Correr, correr hacia a casa.
¿ Y acabar como los cuerpos ahorcados de dos muchachos de su edad, balanceándose suspendidos del cuello por los cinturones de sus propios uniformes, el mismo uniforme que él lleva, con la orina formando charcos debajo de sus pies descalzos ? Les vio de camino a su posición, moviéndose sin prisa suspendidos de sendas farolas - en Berlín ya no quedan árboles para ahorcar a los muchachos con miedo, todos se convirtieron en leña el invierno pasado -. A pocos metros de los ahorcados, un parapeto de sacos terreros contenía media docena de SS agrupados alrededor de una ametralladora. Todos estaban sin afeitar, con los ojos rojos y las miradas huecas. A pocos metros a la derecha, un grupo de ancianos del Volkstrum miraban en todas direcciones, como conejos asustados, aferrándose a sus pistolas, ridículas en sus manos artríticas. Uno de los SS, al ver a Jürgen pasar junto a él, le miró y le dijo:
- Apunta a las cadenas, hijo. Y luego corre.
Cohibido, Jürgen solo fue capaz de asentir. Aquellos hombres, los patéticos viejos, los SS curtidos hasta ser solo un apéndice de la muerte, le habían puesto la piel de gallina.
Pero ahora no hay nadie en la calle, nadie en absoluto.
Y, en realidad, ¿ a quien le importa este cruce de calles, a quien le importa un crío que corre de vuelta a su casa, a quién, en este mundo que se desgarra y sangra polvo, piedra, cenizas ? Piensa en su padre, en sus manos mientras lía un cigarrillo; en su madre, en el olor a harina; en su hermana pequeña, en la humedad de su pelo rubio cuando volvía de clase bajo la lluvia. Estarán en el sótano del edificio donde está su piso, apiñados junto a los demás vecinos, sintiendo retumbar en los precarios tabiques la explosiones, pregutándose qué ocurre, si Berlín aguantará, si dentro de unos instantes escucharán voces hablando en ruso en el piso superior. Preguntándose qué será de su hijo, que hace doce horas fue sacado de casa por los Feldgendarmes para incorporarlo a las milicias que defienden Berlín.
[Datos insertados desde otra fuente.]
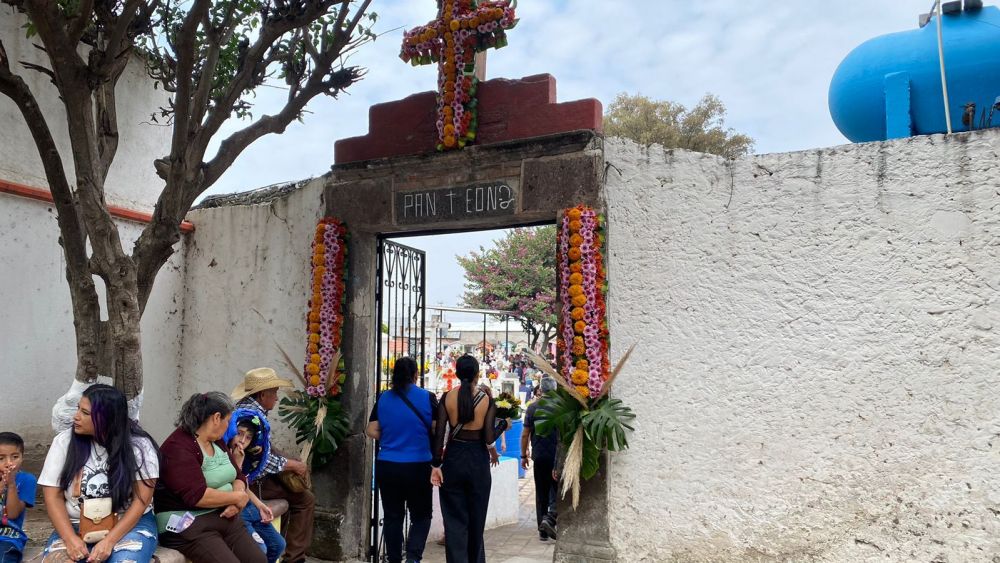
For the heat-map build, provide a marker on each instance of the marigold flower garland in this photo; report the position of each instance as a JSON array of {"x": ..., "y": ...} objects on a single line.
[
  {"x": 462, "y": 28},
  {"x": 583, "y": 343},
  {"x": 325, "y": 320}
]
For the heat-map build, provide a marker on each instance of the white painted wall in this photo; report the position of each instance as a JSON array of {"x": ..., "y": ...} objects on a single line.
[
  {"x": 37, "y": 342},
  {"x": 132, "y": 182},
  {"x": 36, "y": 331},
  {"x": 816, "y": 368},
  {"x": 246, "y": 291}
]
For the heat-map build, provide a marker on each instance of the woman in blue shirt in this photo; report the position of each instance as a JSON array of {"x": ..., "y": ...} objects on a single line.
[{"x": 402, "y": 422}]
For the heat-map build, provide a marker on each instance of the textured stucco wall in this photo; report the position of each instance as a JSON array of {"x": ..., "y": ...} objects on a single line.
[
  {"x": 132, "y": 182},
  {"x": 246, "y": 288},
  {"x": 37, "y": 342},
  {"x": 816, "y": 368}
]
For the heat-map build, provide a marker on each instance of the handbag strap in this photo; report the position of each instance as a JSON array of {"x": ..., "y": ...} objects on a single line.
[
  {"x": 458, "y": 428},
  {"x": 406, "y": 400}
]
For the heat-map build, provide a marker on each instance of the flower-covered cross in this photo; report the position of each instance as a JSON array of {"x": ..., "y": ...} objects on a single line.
[{"x": 462, "y": 28}]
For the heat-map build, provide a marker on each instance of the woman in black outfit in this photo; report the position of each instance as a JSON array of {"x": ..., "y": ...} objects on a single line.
[{"x": 464, "y": 476}]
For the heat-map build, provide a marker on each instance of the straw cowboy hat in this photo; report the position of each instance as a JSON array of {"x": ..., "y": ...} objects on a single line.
[{"x": 256, "y": 380}]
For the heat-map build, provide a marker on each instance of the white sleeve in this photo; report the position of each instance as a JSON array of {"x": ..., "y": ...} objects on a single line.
[
  {"x": 55, "y": 460},
  {"x": 145, "y": 455}
]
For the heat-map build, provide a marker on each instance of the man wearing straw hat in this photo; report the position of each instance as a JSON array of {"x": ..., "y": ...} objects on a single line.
[{"x": 259, "y": 391}]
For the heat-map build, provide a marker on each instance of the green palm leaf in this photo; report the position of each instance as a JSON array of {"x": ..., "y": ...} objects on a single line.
[
  {"x": 606, "y": 422},
  {"x": 558, "y": 412}
]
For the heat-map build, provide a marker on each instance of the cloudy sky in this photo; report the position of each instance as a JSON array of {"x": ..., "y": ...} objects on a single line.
[{"x": 770, "y": 63}]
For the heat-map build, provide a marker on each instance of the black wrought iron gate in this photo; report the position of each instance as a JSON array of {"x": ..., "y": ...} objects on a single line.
[{"x": 400, "y": 290}]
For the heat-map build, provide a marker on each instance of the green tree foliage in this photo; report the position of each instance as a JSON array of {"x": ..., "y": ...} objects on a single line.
[
  {"x": 209, "y": 57},
  {"x": 701, "y": 128},
  {"x": 517, "y": 274}
]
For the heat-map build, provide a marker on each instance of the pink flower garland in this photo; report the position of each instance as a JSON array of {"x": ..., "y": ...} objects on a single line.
[
  {"x": 325, "y": 320},
  {"x": 583, "y": 346}
]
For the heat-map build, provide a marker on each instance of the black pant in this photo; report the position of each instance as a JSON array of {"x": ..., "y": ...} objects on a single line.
[
  {"x": 545, "y": 490},
  {"x": 402, "y": 486},
  {"x": 465, "y": 496},
  {"x": 214, "y": 539}
]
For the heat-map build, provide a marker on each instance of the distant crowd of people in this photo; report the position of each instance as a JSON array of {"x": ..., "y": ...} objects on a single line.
[
  {"x": 112, "y": 493},
  {"x": 429, "y": 442}
]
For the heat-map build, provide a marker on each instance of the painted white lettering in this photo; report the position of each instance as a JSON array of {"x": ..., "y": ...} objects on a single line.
[
  {"x": 407, "y": 204},
  {"x": 506, "y": 196}
]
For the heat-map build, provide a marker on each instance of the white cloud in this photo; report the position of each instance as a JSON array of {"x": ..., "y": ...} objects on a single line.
[{"x": 770, "y": 62}]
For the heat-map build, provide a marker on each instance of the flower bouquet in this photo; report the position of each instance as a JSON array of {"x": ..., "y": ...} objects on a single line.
[{"x": 508, "y": 406}]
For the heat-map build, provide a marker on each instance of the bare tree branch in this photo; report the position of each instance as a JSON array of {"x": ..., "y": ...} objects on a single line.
[{"x": 83, "y": 294}]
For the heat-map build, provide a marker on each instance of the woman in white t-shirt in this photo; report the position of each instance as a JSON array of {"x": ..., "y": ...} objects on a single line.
[{"x": 104, "y": 455}]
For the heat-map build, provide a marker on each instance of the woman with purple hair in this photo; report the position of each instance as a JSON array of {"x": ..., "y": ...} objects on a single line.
[{"x": 104, "y": 456}]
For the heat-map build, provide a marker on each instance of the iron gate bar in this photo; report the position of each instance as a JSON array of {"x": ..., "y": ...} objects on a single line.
[{"x": 400, "y": 294}]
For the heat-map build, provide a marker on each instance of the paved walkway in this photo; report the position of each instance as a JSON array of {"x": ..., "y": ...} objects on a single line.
[{"x": 515, "y": 543}]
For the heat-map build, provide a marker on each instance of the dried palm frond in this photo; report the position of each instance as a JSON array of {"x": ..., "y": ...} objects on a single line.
[
  {"x": 331, "y": 374},
  {"x": 571, "y": 468},
  {"x": 616, "y": 371}
]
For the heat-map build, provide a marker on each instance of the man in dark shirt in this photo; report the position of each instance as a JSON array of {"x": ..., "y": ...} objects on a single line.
[{"x": 543, "y": 452}]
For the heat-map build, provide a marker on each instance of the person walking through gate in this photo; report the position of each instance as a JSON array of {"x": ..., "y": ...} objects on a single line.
[
  {"x": 542, "y": 451},
  {"x": 403, "y": 422},
  {"x": 259, "y": 391},
  {"x": 464, "y": 473}
]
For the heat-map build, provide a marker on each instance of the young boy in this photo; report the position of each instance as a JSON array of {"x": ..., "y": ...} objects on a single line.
[
  {"x": 256, "y": 515},
  {"x": 17, "y": 493}
]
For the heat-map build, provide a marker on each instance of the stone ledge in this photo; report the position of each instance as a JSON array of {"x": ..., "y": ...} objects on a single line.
[{"x": 508, "y": 110}]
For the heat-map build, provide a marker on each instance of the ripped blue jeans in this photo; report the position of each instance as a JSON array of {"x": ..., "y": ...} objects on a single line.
[{"x": 136, "y": 546}]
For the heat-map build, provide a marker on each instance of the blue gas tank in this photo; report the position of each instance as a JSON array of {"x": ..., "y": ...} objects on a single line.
[{"x": 890, "y": 86}]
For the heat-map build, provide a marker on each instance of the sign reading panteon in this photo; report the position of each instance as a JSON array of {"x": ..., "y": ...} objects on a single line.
[{"x": 466, "y": 202}]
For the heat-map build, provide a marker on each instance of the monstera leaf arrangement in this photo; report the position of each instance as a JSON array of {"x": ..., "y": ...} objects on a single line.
[
  {"x": 586, "y": 426},
  {"x": 315, "y": 412},
  {"x": 587, "y": 420}
]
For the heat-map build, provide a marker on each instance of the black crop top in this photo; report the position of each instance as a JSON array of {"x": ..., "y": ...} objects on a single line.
[{"x": 489, "y": 433}]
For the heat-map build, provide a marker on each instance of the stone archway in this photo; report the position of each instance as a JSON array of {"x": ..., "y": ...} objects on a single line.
[{"x": 503, "y": 185}]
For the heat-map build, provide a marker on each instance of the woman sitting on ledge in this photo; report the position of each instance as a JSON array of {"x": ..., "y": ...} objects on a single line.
[
  {"x": 201, "y": 480},
  {"x": 104, "y": 465}
]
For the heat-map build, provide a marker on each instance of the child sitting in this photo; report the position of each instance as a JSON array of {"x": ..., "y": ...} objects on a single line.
[
  {"x": 17, "y": 493},
  {"x": 248, "y": 442}
]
Y Jürgen quiere encogerse, quiere que la tierra se lo trague y quiere estar allí, en el sótano convertido en refugio, porque le abruma la sensación súbita y ridícula de que entre ese sótano y los bárbaros del Este, los hunos renacidos, los tártaros de las estepas sedientos de sangre y lascivia, envenenados de odio y lujuria, entre su madre, su hermana y el animal que se aproxima por la bocacalle - ¿ a cuántos metros ya de la esquina ? ¿ Treinta, veinte ? - solo está él. Él, un muchacho enclenque tan asustado que hace minutos que, sin que se dé cuenta, las lágrimas le corren por los ojos en un murmullo de inocencia. Él, que nunca ha besado a una chica - ni siquiera a Magda, la hija de la portera, a la que todos han besado y que ahora estará acurrucada en aquel mismo sótano que sus padres y su hermana -. Él, que tiembla de frío y miedo, mientras sus manos sudadas empapan el disparador del Panzerfaust, la única granada anticarro esperando su despertar en el delgado tubo metálico.
Un fino polvo de ladrillo pulverizado, rojo como sangre, le cae sobre la visera de la gorra, sobre los hombros, sobre el rostro, adhieriéndose a los surcos que las lágrimas van dejando en su cara. Está tan cerca, se dice, tan, tan cerca... Hasta los esqueletos de las fachadas tiemblan ante su proximidad. El ansia de correr es espasmódica, le golpea con intensidad, se desvanenece y vuelve con más vigor. Quiere correr, quiere correr, correr y correr, ni siquiera buscar su casa, ni siquiera a su familia. Simplemente, no quiere morir allí, en ese cruce, en esa calle a tan solo dos manzanas de su barrio. No quiere morir. Ni por Hitler, ni por Alemania ni por Berlín. No quiere morir. Tiene tanta vida por delante...
Se acurruca contra los ladrillos, entre los escombros, pegando las rodillas al pecho, perdiendo el control de su vientre. Ajeno a ello, mira a su alrededor buscando algo que le obligue por fin a moverse, a poner marcha sus pies, que no parecen querer hacer caso cuando todo su cuerpo grita que se vaya de allí, ahora que el ruido del motor, de las cadenas aplastando el asfalto y los adoquines, es tan fuerte que no le deja oir nada más.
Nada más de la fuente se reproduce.